# How to repair Knicks, Gouges, Dings? - New to fiberglass repair



## JRyno10 (Feb 3, 2014)

I recently purchase a project 14' boat. It looks like a Kennedy craft however like many have stated before, their are numerous different companies that made very similar boats.
This is the first time I have ever tried to fix up/repair anything on a fiberglass boat. I was hoping someone on this forum could lead me in the right direction. 

1) There are a few scrapes down the sides of the boat that I assume need to be filled in before the boat is painted. How should I go about fixing these?

2) There is one pretty good gouge/ding in a strake on the bottom of the boat.
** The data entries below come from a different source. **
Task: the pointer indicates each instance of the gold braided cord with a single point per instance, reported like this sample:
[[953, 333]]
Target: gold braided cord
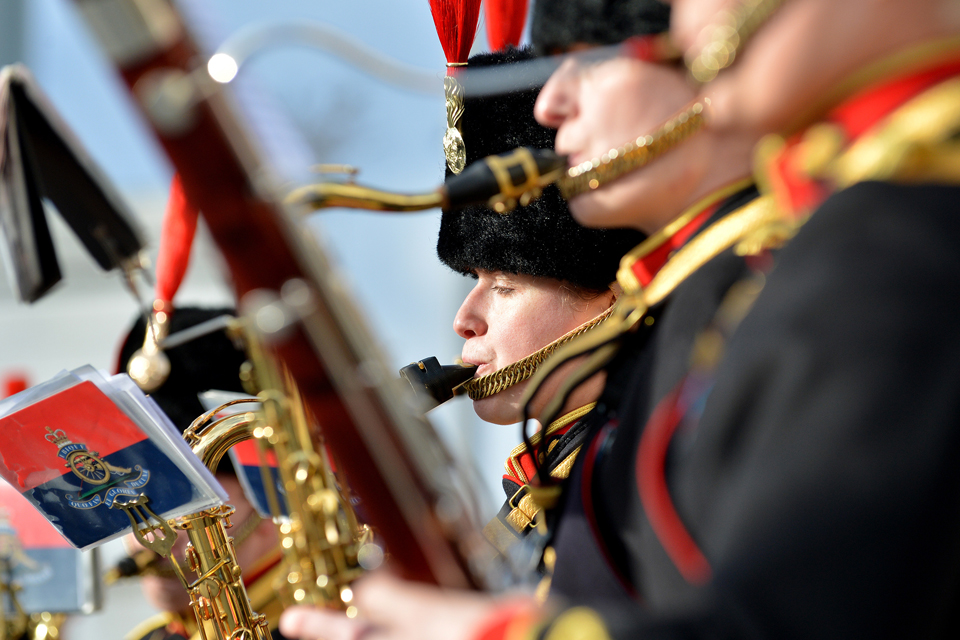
[[593, 174], [626, 278], [501, 379], [728, 34], [555, 426]]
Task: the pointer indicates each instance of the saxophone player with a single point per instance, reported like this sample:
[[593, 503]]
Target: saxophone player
[[209, 362], [805, 472]]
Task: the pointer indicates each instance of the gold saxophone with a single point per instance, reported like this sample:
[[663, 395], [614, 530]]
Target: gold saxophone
[[324, 544], [210, 572]]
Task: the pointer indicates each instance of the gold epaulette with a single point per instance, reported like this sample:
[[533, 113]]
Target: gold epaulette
[[915, 144]]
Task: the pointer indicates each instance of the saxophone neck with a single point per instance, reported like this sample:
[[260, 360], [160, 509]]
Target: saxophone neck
[[325, 195]]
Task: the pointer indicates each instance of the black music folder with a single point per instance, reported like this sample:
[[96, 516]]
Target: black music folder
[[41, 159]]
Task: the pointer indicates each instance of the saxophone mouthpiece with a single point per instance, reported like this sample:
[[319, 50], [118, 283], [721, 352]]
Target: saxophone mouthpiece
[[433, 383], [506, 180]]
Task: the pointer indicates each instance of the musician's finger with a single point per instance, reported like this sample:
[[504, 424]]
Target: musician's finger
[[402, 610], [312, 623]]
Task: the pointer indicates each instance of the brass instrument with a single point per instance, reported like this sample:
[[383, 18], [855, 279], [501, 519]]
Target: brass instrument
[[21, 625], [323, 543], [500, 182], [217, 594]]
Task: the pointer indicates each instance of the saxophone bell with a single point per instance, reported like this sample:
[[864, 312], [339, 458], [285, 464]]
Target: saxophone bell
[[433, 383]]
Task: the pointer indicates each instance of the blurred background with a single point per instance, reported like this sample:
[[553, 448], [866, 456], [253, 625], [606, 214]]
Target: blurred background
[[339, 115]]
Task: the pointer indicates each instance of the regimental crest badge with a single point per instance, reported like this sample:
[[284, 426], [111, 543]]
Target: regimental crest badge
[[100, 481]]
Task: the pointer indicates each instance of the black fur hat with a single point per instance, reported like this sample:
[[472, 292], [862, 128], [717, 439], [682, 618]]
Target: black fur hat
[[557, 24], [541, 239], [209, 362]]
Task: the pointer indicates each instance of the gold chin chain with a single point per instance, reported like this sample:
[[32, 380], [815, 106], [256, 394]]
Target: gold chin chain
[[502, 379], [729, 33], [593, 174]]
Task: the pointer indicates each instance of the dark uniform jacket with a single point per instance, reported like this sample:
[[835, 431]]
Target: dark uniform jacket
[[809, 486]]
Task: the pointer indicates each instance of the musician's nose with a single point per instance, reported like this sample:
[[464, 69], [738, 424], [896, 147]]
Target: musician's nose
[[470, 320]]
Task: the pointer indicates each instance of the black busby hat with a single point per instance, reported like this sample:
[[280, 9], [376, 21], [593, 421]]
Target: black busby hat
[[208, 362], [558, 24], [540, 239]]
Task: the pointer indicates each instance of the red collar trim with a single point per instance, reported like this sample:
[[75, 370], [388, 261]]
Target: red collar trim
[[799, 192], [639, 267], [645, 268], [519, 465]]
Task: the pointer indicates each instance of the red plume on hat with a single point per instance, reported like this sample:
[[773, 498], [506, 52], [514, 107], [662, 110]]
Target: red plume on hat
[[149, 367], [505, 20], [456, 22]]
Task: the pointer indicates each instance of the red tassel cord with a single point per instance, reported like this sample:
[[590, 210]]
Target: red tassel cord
[[456, 22], [505, 20], [176, 241]]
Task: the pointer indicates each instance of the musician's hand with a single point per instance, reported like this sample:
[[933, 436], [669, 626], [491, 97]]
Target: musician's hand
[[393, 609]]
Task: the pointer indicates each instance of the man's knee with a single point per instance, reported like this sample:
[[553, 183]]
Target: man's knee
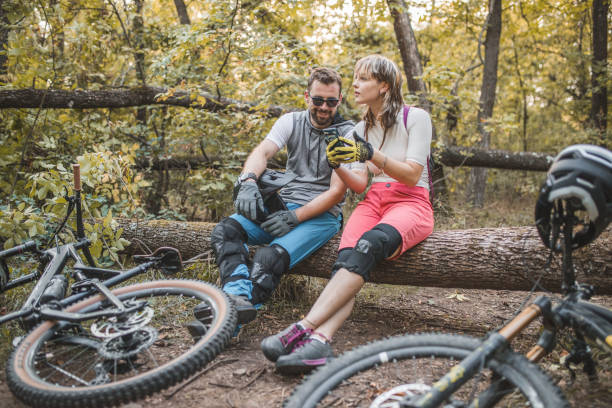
[[374, 245], [228, 240], [269, 264]]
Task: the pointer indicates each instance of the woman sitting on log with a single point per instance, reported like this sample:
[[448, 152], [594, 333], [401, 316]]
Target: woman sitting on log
[[396, 214]]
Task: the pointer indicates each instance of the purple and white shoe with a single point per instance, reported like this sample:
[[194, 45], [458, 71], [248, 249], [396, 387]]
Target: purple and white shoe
[[283, 343], [307, 355]]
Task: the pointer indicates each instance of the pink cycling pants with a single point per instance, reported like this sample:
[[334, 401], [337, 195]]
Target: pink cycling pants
[[407, 209]]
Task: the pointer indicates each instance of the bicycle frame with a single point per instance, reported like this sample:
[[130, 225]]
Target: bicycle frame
[[87, 277], [86, 280]]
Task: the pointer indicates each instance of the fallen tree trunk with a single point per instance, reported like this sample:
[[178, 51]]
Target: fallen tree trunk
[[123, 98], [449, 156], [485, 258]]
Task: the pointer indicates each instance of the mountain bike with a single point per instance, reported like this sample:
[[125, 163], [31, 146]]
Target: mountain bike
[[445, 370], [101, 347]]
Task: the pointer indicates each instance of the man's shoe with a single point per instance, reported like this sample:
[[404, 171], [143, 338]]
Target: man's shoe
[[245, 309], [305, 357], [282, 343]]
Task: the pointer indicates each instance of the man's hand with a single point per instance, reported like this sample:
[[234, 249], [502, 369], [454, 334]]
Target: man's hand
[[280, 223], [248, 200], [344, 150]]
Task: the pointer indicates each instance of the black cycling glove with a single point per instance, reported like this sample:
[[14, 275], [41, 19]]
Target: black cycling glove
[[248, 200], [280, 222]]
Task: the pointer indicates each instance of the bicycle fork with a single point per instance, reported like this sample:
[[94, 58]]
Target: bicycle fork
[[477, 359]]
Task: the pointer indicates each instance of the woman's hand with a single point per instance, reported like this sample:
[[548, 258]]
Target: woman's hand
[[343, 150]]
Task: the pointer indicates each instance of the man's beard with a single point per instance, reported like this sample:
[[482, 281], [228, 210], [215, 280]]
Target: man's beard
[[319, 121]]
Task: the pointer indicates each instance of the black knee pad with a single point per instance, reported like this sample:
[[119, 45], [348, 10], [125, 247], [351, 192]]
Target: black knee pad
[[343, 256], [374, 245], [269, 264], [228, 240]]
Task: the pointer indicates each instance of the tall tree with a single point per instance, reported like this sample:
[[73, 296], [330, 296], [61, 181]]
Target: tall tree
[[599, 98], [478, 177], [414, 72], [409, 51], [4, 28]]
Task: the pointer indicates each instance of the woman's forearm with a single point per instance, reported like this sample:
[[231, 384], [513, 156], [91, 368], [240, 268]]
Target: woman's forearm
[[405, 172], [356, 180]]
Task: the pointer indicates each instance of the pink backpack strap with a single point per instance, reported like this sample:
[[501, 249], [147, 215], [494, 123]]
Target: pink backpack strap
[[406, 110]]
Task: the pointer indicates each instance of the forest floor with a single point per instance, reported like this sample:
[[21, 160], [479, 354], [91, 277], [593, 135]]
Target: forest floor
[[241, 376]]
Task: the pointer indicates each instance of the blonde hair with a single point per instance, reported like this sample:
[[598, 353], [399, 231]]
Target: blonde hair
[[383, 70]]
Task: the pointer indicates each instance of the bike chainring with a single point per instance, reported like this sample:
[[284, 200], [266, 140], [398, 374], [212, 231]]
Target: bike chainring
[[399, 396], [111, 327], [128, 345]]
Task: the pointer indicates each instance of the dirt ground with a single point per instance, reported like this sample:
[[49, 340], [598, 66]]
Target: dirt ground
[[242, 377]]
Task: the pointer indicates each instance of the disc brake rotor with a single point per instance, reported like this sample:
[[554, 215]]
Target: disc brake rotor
[[394, 397], [113, 327], [127, 345]]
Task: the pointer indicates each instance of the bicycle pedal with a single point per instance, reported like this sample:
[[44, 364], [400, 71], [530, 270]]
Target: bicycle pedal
[[17, 340], [197, 329]]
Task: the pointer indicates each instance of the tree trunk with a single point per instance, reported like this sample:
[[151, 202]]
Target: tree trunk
[[599, 98], [450, 156], [478, 179], [414, 72], [485, 258], [138, 96], [4, 29], [181, 10]]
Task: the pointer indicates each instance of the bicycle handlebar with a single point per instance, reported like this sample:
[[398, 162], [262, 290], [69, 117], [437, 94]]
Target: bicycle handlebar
[[18, 249], [76, 169]]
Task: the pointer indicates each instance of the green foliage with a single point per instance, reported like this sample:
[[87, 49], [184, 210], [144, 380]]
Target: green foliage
[[109, 189]]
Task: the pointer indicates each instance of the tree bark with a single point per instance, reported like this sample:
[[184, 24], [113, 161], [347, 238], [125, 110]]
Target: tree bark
[[138, 96], [599, 98], [4, 25], [478, 179], [181, 10], [450, 156], [485, 258], [413, 69]]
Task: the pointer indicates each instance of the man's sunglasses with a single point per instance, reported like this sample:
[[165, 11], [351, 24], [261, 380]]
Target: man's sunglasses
[[319, 101]]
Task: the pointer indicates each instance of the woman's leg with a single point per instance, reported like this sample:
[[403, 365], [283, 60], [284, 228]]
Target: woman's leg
[[329, 328], [331, 303]]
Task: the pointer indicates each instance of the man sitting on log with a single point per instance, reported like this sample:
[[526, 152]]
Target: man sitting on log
[[308, 212]]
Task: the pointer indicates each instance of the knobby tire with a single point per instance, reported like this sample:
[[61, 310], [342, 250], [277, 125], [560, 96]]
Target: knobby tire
[[54, 367], [357, 377]]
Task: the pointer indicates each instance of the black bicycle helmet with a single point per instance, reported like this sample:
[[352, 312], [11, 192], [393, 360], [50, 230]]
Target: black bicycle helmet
[[580, 178]]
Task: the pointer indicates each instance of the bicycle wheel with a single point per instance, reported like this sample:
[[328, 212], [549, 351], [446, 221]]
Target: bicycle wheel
[[103, 362], [380, 373]]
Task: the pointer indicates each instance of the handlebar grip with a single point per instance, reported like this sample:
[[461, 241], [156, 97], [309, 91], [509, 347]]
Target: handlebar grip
[[76, 170], [18, 249]]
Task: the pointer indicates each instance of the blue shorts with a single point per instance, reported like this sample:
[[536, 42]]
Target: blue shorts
[[302, 240]]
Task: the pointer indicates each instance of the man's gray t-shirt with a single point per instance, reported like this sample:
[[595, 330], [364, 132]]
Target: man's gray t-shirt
[[306, 156]]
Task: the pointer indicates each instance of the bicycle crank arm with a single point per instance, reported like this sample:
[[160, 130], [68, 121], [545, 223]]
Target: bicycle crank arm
[[459, 374], [52, 314]]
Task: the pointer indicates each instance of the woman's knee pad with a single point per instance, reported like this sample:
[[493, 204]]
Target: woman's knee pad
[[374, 245]]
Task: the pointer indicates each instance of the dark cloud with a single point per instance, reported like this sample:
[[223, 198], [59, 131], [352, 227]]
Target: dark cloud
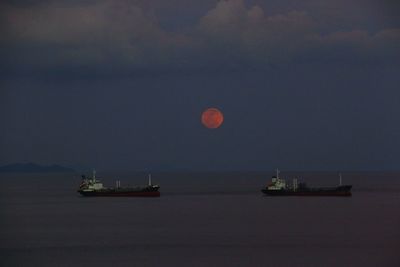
[[124, 35]]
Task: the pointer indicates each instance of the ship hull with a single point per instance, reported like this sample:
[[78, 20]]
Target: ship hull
[[119, 193], [340, 191]]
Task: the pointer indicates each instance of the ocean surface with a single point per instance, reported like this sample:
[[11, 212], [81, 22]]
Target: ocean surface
[[201, 219]]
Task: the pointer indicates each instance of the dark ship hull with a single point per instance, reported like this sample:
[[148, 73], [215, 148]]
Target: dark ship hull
[[121, 192], [339, 191]]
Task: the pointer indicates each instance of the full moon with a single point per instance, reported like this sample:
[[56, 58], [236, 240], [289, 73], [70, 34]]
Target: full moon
[[212, 118]]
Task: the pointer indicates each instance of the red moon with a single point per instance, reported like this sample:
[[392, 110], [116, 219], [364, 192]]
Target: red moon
[[212, 118]]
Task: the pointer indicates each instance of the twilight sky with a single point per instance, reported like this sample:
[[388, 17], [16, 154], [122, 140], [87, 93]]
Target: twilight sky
[[303, 85]]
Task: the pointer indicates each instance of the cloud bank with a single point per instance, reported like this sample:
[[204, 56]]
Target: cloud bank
[[121, 35]]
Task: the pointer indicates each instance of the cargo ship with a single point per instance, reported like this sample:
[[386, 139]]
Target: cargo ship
[[279, 187], [92, 187]]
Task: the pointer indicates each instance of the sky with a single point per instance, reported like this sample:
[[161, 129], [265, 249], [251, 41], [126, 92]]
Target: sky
[[121, 85]]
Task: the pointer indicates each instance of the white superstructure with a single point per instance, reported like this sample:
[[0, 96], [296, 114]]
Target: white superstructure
[[91, 184], [277, 183]]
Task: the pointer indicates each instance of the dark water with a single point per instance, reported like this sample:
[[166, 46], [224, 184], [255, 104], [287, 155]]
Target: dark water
[[201, 219]]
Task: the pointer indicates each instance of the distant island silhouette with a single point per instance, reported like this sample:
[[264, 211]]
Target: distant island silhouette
[[33, 167]]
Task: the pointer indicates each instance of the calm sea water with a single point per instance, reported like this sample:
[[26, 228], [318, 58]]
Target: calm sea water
[[201, 219]]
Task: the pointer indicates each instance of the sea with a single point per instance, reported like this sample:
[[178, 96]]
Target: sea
[[201, 219]]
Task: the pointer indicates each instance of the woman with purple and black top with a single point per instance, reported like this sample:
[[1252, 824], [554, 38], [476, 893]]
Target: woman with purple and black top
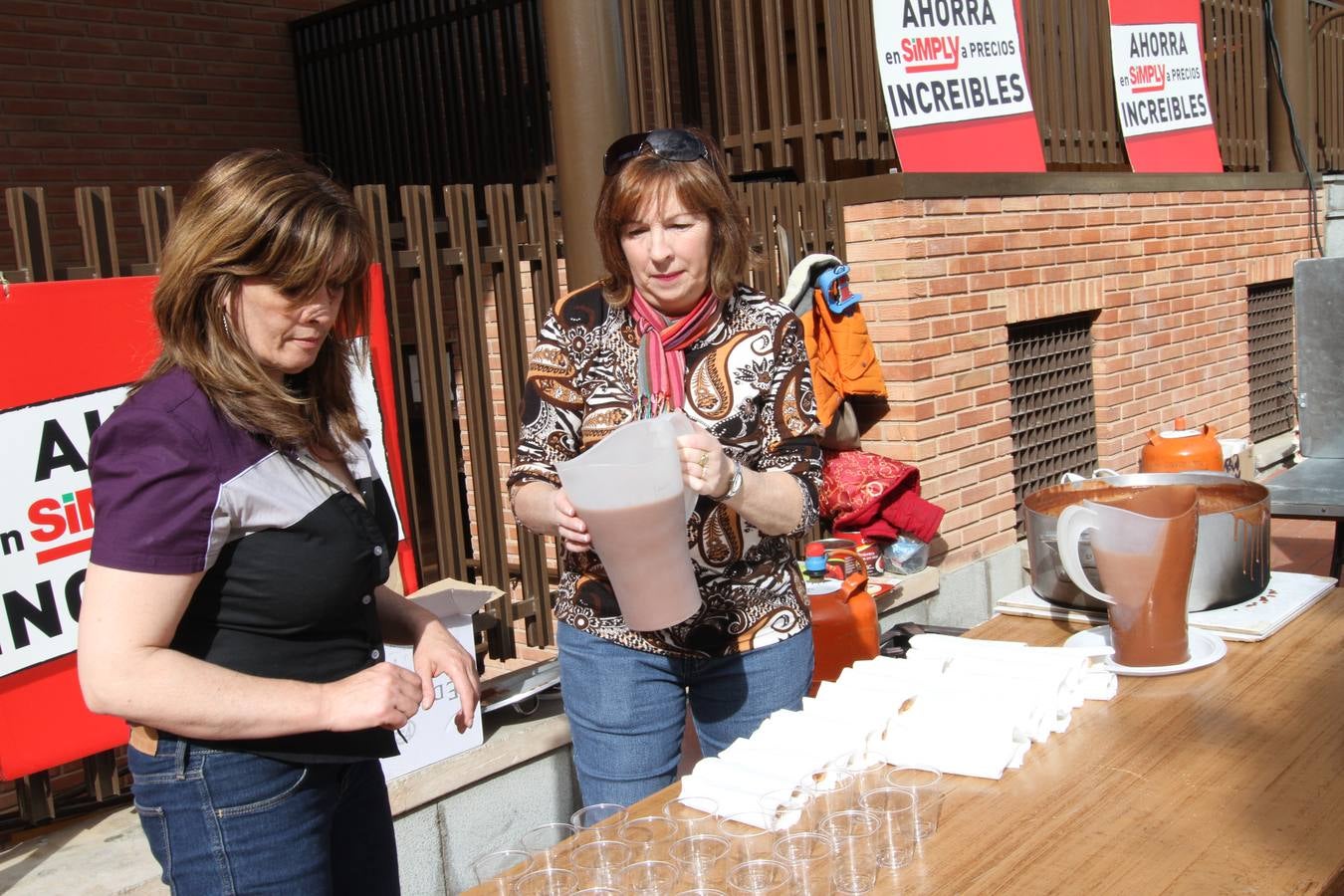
[[234, 610]]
It is probably 3 inches long by 1/2 - 1 inch wide.What are some of the ways I can go about repairing this?

The more specific and detailed the better since this will be my first time working on a fiberglass boat, however any tips and advice is greatly appreciated.


----------



## timemachine (Sep 1, 2014)

youtube has EVERYTHING demonstrated. Plus take a look at the west system fiberglass repair manual.


----------



## Gramps (Nov 1, 2007)

Post up some pictures and that'll help with the remedy.

For the scrapes start by sanding back the gelcoat and filling with a fairing filler if they are superficial, may need something different if the glass is damaged.

Gouge/ding could require some new glass and fairing, really need to see that one.

Epoxy is my resin of choice, just flat out easier to use and will bond to nearly anything.

One Youtube channel I like, especially for the "Hole in my Hull" series is Boatworks Today. Ol' boy is from the NW, inhaled too much resin, and in turn is a hoot!


----------



## JRyno10 (Feb 3, 2014)

Thanks timemachine for the YouTube suggestion and Gramps for the channel to look at. I will definitely check that out.

After flipping the boat for the first time there are a few more areas that will need some love than I initially saw. Here are some pictures.

*1)*


*2)*

*
3)*


*4)*


*5)*


----------



## Net 30 (Mar 24, 2012)

Looks like the poor girl has been used pretty hard. If the one image is the bottom of the transom you might be dealing with more than fixing a "few" scrapes and dings. Waterlogged transoms are not for the weak of heart! YouTube might not provide enough instruction for a beginner…but best of luck if you decide to tackle the fixes.


----------



## JRyno10 (Feb 3, 2014)

Net 30, those would be the gouges that I am referring too. Yes, one of the images is the bottom of the transom. However the transom is stout and completely dry. I'm assuming somewhere down the line the transom has been replaced as the boat is most likely from the late 60's.

Of the five images, none of them are brittle, spongy, or soft.

I plan to paint the entire boat afterwards, is this something that I can fix with Marine Tex?


----------



## DuckNut (Apr 3, 2009)

No, marine tex is not appropriate.

From these picks I see air under the gel coat. You need to grind all of that off and then fix with thickened epoxy. Once you start grinding I think you wil find even more areas in need of repair.

The do as gramps said.


----------



## JRyno10 (Feb 3, 2014)

Thanks DuckNut, is there an epoxy that you would recommend? Also, out of curiosity, why isn't Marine Tex appropriate?


----------



## Gramps (Nov 1, 2007)

Yeah air voids in the glass/gelcoat at the chine sucks. I've got a few to fix on mine. It also looks like there is paint over gelcoat? Is that the case?

Marinetex is a pre-thickened epoxy that works OK for small repairs but not suited for this. You need a laminating resin for the new fiberglass and fillers for the glue & fairing you'll have to do. I have used and recommend Marine Epoxy from Boat Builder Central.com in Vero, it is a good quality epoxy, priced well, and my favorite part, it is a 2:1 mix ratio. Some epoxies are 5 or 6:1 which can lead to bad batches that do not set!

You are going to have to grind back at many of those locations and lay in new fiberglass. I'm sorry but to properly repair, it is what it is. The job is not that hard, just a bit complex.


----------